Francesco Guidolin torna a parlare dopo molto tempo e lo fa a La Repubblica. L'ex tecnico dell'Udinese è tornato sulla sua esperienza in Friuli, parlando anche di quello che potrebbe essere il suo futuro, partendo però da quello che ha fatto e sta facedo in questi mesi di riposo: "Ho viaggiato, riscoperto le mie passioni. Ho vissuto in Provenza, poi a Londra, ora sulle colline asolane, non lontano da casa mia. E poi i libri: sto rileggendo la Storia d’Italia di Montanelli. Vorrei essere come lui, che spiega con semplicità come mai il nostro Paese è così com’è“.

Un anno fa lei ha lasciato la panchina dell’Udinese per diventare direttore tecnico. Invece?
“Invece quel progetto non è mai partito. Venivo da anni sempre tirati, promozione e ottavo posto in A col Parma, quattro stagioni a Udine con tre qualificazioni alle coppe e una semifinale di Coppa Italia. Ho sentito il bisogno di fermarmi, ero al limite. Non ero da ricovero, non avevo gli occhi fuori dalle orbite, non dovevo scappare dai fantasmi. Solo, non ero più io, non affrontavo di petto alcune situazioni e non vedevo l’ora di chiudere la stagione. Speravo di legarmi a vita all’Udinese, parlavamo da tempo di fare qualcosa di diverso, una sorta di ambasciatore della famiglia Pozzo, ma le cose si fanno in due. Ho ricaricato le pile, guardato partite per conto mio, studiato. All’Udinese penso di aver dato più di quanto ho ricevuto, mi sono sentito accantonato. Comunque mi sento friulano nel cuore, la vita va avanti. Nel frattempo ho detto di no due volte al Napoli“.

Nel 2012 Maicosuel sbaglia un rigore a cucchiaio, l’Udinese è fuori dalla Champions e lei dice: “Forse non sono un bravo tecnico”.
“Il momento più brutto della mia vita, per molte notti non ho dormito, stavo per dimettermi. Tornassi giovane, vorrei essere uno che gode dei successi e si lascia scivolare addosso le sconfitte. Ho fatto sempre l’inverso, pur in una carriera brillante“.

Come si vive lo stress da panchina?
“È soggettivo. Il giorno della gara, per me, è di massima tensione. Penso e ripenso se ho fatto le scelte giuste, se ho lavorato bene. Come un esame. Se sono stato capace di trasmettere l’occhio della tigre. Al fischio finale, penso già alla prossima, alle cose da cambiare“.

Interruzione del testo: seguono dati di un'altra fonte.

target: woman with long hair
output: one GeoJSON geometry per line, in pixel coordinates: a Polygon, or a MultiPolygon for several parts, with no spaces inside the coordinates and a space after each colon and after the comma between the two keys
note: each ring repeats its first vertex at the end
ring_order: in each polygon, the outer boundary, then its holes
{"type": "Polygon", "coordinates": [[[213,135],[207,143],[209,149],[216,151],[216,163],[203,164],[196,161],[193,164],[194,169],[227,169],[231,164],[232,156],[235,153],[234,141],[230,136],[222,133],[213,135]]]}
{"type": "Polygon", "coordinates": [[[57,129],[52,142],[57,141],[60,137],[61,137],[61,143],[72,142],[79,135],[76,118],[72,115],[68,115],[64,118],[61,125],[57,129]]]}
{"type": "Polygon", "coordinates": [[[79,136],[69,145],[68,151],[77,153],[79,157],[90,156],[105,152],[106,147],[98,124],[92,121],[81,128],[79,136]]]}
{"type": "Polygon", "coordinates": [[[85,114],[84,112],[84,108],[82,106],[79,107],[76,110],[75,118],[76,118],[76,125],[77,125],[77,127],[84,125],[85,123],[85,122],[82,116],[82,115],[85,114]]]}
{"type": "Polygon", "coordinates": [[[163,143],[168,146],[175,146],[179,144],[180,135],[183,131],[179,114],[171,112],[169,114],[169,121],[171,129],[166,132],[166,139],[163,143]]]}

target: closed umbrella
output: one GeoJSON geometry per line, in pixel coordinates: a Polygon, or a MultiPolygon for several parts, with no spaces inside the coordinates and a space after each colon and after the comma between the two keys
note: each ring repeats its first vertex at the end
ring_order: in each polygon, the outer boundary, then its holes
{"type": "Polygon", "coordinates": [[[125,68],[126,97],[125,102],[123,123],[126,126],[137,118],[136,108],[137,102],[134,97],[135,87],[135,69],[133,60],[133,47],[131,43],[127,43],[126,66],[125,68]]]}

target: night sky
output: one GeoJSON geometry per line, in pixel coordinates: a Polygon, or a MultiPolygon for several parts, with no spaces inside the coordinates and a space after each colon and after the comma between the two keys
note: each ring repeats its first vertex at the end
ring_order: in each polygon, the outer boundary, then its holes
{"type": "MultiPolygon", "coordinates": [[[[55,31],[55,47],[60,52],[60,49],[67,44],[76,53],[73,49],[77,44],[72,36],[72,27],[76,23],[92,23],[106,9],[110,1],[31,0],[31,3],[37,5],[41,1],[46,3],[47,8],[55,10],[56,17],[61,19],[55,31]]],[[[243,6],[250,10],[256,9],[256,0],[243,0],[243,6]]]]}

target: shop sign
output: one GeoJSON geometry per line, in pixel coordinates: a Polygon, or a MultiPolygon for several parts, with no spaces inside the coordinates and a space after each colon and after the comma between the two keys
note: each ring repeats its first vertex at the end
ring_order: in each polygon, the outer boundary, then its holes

Ma c’è la lunga serie di interviste…
“Finita la partita vorrei solo sparire. Molti colleghi amano apparire, si divertono. Io delegherei un sostituto. Capisco gli obblighi, ma sei lì, con l’adrenalina in corpo, e devi fare la fila, parlare, riconsiderare, poi cambiare postazione e ricominciare. In Francia è diverso, venti minuti dopo la fine sei a casa. Mi difendo bene, ho una buona corazza e un discreto italiano, se permettete. Non sono un personaggio costruito, però, e questo di me non lo cambierei“.

Ha pensato di poter diventare il ct della Nazionale, un’estate fa?
“Non ho avuto contatti reali, ma tutti mi dicevano “tieniti pronto”. Sarebbe stato un Oscar, mi accontento della nomination: a Castelfranco mi fermavano in strada, tifavano per me, è stato bello, in fondo“.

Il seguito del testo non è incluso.